Could these provocative implications provide a biological explanation for passages like Exodus 20:5? Epigenetic patterning may well be the means by which God punishes several generations of children for the sins of their fathers and blesses thousands of generations of children for parental faithfulness.
The reversibility of epigenetic patterning could also provide the biological rationale for passages like Ezekiel 18:14–17:
But suppose this son has a son who sees all the sins his father commits, and though he sees them, he does not do such things:
He does not eat at the mountain shrines or look to the idols of the house of Israel.
He does not defile his neighbor’s wife.
He does not oppress anyone or require a pledge for a loan.
He does not commit robbery but gives his food to the hungry and provides clothing for the naked.
He withholds his hand from sin and takes no usury or excessive interest.

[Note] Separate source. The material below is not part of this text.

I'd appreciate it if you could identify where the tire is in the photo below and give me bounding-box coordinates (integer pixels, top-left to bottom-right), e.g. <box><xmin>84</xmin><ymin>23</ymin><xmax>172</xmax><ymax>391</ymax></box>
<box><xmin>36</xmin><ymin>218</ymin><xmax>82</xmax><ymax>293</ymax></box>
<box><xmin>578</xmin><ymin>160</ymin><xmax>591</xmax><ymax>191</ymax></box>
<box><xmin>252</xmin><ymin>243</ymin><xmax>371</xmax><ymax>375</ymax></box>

He keeps my laws and follows my decrees.
He will not die for his father’s sin; he will surely live.
1. Eva Jablonka and Gal Raz, “Transgenerational Epigenetic Inheritance: Prevalence, Mechanisms, and Implications for Heredity and Evolution,” Quarterly Review of Biology 84 (2009): 131–76.
2. Ian C. G. Weaver, “Epigenetic Programming by Maternal Behavior and Pharmacological Intervention,” Epigenetics 2 (2007): 22–28; Moshe Szyf et al., “Maternal Programming of Steroid Receptor Expression and Phenotype through DNA Methylation in the Rat,” Frontiers in Neuroendocrinology 26 (2005): 139–62.